Their history goes back at least 2,600 years, generally under the domination of Russia, Turkey or Persia, but a republic sprang up in 1918 after the collapse of Czarist Russia and lasted only until 1920, when it was swallowed by an expanding Soviet Union.
Those two years, now known as the First Republic, provided today’s Armenia with its red, blue and orange flag and its national hymn, “Mer Hairenik” (Our Fatherland).
“We just hope that the ultimate outcome will be more favorable than the first attempt at independence,” said his father, Richard Hovannisian, author of a three-volume history of the 1918-1920 period. The third volume has been delayed by the flood of documents made available since the collapse of Soviet Communism.
The first republic faced the same challenges as today’s Armenia: It was resource-poor, bereft of foreign currency, wary of Turkey and dependent on Russia. Its nearest neighbor, Azerbaijan, blocked railroad lines then and now to press its demands for control over the bloodily disputed enclave of Nagorno-Karabakh.
But Raffi Hovannisian is optimistic.
“We are confident that history will be enacted differently this time around. Armenia will never turn its back on its history, but the new democracy is committed to fostering friendly democratic relations with all its neighbors--Iran, Turkey, Georgia, and even Azerbaijan--as it also goes along the road to independence.”
He is working on diplomatic and economic ties with the Baltic states and the other republics of the dissolving Soviet Union, especially Russia, and recently gave a state dinner for a visiting Greek official.
His five-year appointment is expected to become official when Ter-Petrosyan is inaugurated Nov. 11.
Former teachers and associates generally found Hovannisian’s new job fully in character with the young man they remembered.
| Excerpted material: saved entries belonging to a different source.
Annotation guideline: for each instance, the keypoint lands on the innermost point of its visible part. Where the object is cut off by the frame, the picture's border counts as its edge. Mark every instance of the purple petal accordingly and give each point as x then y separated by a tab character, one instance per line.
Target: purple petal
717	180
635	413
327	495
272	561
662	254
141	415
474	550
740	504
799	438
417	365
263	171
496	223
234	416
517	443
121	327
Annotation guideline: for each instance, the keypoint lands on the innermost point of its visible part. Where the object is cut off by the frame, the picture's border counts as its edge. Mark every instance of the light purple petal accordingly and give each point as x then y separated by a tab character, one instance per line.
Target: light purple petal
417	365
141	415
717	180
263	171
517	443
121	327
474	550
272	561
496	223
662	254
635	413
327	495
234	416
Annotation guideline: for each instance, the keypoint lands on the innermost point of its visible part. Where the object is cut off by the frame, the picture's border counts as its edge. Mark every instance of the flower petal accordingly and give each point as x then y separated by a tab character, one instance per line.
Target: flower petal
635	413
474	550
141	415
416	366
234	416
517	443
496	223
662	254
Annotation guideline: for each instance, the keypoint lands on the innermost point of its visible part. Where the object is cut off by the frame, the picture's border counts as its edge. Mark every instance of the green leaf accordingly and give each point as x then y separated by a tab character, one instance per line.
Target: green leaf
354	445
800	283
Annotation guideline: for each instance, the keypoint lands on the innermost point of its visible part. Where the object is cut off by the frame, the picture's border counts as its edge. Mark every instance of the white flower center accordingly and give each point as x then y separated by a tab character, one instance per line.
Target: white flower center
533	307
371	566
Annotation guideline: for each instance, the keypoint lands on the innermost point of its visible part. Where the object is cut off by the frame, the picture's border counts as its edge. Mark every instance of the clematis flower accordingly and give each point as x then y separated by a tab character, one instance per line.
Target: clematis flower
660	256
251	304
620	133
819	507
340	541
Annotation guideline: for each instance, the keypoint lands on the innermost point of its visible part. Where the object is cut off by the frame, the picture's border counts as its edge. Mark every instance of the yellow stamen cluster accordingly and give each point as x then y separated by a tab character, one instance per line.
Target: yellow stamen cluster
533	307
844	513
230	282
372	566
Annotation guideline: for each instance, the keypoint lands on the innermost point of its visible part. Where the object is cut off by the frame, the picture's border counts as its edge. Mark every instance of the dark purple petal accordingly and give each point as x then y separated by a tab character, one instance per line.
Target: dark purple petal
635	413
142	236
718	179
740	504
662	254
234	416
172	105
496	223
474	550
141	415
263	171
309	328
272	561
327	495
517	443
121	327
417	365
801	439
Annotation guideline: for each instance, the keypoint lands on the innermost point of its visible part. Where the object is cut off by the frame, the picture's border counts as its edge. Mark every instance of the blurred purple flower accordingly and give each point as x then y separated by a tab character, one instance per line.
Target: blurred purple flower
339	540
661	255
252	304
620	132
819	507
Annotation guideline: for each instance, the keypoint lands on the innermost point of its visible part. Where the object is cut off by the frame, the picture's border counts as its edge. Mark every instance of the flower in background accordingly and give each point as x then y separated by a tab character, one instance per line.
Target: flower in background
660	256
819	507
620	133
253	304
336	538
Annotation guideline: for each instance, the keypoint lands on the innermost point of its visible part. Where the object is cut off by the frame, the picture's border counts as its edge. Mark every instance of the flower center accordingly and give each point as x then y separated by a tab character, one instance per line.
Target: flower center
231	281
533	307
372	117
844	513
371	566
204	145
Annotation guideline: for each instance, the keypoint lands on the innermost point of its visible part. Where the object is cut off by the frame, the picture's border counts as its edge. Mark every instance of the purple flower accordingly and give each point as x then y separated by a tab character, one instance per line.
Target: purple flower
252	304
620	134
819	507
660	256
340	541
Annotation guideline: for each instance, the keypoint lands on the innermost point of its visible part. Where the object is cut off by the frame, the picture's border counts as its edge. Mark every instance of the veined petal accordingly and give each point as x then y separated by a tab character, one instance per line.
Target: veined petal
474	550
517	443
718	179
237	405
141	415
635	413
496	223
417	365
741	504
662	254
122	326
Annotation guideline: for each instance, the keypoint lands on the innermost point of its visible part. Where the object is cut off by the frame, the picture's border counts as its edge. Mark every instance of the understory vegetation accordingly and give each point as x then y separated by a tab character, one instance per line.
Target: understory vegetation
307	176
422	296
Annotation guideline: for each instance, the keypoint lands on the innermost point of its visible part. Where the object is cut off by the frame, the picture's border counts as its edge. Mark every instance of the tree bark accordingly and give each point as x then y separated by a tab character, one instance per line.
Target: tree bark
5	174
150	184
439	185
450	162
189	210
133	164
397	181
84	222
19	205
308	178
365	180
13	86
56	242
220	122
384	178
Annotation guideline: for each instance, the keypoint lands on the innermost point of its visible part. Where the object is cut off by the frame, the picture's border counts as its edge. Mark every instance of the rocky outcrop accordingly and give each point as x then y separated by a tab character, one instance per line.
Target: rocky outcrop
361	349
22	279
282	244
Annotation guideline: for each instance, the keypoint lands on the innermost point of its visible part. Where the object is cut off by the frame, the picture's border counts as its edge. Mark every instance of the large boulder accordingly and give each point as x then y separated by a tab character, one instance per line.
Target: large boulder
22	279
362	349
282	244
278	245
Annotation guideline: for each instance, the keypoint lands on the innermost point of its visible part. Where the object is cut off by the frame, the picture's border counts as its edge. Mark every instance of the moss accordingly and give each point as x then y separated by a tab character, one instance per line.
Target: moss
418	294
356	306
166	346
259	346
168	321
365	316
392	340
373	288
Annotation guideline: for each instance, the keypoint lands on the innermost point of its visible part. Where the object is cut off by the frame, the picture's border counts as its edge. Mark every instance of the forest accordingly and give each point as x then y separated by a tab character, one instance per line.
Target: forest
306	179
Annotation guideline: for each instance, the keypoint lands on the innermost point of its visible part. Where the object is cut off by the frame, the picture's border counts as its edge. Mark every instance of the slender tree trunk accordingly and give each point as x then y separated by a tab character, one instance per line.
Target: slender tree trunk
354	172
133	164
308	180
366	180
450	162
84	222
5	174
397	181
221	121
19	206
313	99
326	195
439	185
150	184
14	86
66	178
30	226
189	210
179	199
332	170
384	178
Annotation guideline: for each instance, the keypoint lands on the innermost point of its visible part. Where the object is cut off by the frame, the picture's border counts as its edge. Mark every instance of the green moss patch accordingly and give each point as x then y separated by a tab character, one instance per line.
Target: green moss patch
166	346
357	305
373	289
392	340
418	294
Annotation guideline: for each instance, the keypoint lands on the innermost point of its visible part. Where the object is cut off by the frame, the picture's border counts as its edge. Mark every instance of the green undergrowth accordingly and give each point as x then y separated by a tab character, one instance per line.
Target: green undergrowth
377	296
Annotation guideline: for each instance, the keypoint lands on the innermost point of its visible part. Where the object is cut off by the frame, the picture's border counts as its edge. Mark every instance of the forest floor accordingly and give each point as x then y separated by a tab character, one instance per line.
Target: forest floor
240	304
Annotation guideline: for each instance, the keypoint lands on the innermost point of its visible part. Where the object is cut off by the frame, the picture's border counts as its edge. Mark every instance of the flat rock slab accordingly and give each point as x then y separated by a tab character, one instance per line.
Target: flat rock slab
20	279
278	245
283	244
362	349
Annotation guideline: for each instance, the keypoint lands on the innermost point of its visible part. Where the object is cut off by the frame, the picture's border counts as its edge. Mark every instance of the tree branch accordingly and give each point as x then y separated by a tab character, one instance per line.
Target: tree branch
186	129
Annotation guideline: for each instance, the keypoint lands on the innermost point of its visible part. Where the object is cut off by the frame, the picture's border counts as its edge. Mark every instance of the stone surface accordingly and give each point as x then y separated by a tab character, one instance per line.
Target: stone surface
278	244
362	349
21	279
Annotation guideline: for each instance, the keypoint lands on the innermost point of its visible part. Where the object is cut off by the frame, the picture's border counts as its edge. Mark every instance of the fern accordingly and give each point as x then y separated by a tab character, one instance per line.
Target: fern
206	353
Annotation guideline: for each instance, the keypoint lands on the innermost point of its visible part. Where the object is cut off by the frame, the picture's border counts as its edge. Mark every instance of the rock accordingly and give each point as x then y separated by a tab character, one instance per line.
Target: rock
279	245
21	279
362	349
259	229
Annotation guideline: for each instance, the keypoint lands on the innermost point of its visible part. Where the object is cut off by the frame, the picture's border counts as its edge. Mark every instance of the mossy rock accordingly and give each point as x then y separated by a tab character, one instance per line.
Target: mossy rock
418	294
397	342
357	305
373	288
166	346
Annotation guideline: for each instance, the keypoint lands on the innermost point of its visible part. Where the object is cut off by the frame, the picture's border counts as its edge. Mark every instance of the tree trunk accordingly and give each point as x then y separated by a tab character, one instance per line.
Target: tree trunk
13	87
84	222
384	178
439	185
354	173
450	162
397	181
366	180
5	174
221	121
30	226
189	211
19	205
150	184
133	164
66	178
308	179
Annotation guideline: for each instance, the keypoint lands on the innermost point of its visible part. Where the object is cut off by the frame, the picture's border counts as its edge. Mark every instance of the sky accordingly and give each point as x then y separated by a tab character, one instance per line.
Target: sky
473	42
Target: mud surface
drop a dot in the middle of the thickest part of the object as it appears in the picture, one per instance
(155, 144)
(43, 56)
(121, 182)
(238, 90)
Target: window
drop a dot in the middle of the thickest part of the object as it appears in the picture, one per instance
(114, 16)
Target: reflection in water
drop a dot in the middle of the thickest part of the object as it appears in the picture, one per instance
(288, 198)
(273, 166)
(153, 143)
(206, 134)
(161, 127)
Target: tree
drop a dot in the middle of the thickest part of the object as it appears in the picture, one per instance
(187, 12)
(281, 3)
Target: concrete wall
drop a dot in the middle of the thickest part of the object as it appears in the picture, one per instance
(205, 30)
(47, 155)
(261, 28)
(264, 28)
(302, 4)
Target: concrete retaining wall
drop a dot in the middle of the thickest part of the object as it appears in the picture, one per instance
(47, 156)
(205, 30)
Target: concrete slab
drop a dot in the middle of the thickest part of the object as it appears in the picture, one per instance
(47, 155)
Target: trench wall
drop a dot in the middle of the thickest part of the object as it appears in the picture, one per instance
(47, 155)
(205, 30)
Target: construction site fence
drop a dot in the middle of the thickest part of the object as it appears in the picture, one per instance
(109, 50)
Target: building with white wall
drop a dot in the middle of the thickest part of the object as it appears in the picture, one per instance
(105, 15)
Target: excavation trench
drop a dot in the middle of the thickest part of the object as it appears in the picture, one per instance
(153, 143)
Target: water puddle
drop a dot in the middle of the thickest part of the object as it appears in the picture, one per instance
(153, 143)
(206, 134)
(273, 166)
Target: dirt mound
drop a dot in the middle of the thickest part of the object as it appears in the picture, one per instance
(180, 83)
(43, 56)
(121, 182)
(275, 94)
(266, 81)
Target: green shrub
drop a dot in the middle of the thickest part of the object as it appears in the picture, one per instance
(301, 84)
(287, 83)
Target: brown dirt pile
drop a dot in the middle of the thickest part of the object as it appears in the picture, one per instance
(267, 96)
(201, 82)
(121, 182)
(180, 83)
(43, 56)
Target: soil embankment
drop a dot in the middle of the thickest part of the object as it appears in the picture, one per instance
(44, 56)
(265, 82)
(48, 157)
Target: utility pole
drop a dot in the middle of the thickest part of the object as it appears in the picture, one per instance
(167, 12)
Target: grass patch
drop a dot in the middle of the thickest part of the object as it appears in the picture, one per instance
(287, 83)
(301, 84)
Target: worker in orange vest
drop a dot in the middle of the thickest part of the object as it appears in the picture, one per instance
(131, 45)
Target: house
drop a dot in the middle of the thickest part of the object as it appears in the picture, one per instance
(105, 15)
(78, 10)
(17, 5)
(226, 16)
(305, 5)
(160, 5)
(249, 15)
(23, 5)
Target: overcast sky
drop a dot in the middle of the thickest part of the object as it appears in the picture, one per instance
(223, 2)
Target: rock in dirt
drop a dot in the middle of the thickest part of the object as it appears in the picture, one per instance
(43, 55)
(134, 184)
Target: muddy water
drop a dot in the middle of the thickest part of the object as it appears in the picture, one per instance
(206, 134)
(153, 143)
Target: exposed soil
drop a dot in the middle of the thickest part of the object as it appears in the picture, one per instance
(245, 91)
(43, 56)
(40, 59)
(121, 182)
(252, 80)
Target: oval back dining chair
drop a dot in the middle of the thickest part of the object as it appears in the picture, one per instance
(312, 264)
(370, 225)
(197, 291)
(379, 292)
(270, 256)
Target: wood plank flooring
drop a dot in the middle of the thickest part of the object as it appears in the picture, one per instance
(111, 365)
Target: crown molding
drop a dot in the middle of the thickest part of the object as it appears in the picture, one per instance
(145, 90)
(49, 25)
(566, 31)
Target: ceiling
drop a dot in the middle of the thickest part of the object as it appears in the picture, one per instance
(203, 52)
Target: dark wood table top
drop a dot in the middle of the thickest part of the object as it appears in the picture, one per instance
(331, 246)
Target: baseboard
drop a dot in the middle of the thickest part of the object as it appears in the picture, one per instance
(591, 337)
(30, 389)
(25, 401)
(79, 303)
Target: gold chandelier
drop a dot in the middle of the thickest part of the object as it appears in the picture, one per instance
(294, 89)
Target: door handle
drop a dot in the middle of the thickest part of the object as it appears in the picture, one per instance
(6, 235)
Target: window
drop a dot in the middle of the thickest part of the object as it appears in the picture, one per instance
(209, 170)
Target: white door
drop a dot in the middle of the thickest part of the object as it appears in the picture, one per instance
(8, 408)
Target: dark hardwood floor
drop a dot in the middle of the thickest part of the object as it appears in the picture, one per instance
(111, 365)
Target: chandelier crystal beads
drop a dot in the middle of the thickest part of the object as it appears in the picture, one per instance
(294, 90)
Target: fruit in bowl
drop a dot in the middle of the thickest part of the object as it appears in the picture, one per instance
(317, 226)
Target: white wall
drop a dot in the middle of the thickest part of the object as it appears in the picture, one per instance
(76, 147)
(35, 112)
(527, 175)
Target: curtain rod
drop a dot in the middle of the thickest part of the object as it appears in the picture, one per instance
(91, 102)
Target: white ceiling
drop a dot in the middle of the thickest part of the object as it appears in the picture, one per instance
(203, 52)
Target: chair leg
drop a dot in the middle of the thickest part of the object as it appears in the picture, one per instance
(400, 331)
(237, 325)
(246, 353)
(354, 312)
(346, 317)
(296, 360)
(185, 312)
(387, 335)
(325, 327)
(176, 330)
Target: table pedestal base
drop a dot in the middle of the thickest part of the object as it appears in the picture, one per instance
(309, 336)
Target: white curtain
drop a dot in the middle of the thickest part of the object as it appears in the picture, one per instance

At Palisades High, David Weinstein, who chairs the social studies department, recalled that Hovannisian once challenged him when he used the word holocaust to refer solely to Nazi Germany’s extermination of European Jews.
Hovannisian argued that the killing of more than a million Armenians in eastern Turkey in 1915 was genocide on a similar scale, and he made that point in an address to an assembly attended by more than 500 students. Turkish officials have denied responsibility for the slayings, blaming the deaths on the chaos of World War I.
“He was not a loudmouth, but he was proud and articulate,” Weinstein said. “In fact, he was a shy and retiring type of guy, but when we had discussions publicly in the class, he was so impressive in the way he made his point that he did convince me.”
At the Fletcher School, part of Tufts University in Medford, Mass., Prof. Alfred P. Rubin remembered Hovannisian as “calm, detached . . . not excitable or unreasonable or fanatic at all, but the kind of person in whose considered judgment I’d have a lot of faith.”
Rubin, a specialist in international law, wondered what the appointment would mean for Hovannisian’s status as an American citizen.
“It’s very hard for me to see how he can be primarily loyal to Armenia and the United States at the same time,” he said. “The State Department or the Justice Department might want to lift his passport.”
But Raffi Hovannisian, as American as he is Armenian, is not about to give up his passport.
“In fact, it was the extension of the American dream, to help one’s homeland break free of its Communist past and enter into a very important transitional period,” he said. “I certainly do not renounce my American citizenship, and I do not foresee any problem.”
His three sons, 5 years and under, remain for now with family members in Los Angeles, but his wife, Armine, is with him now in Yerevan.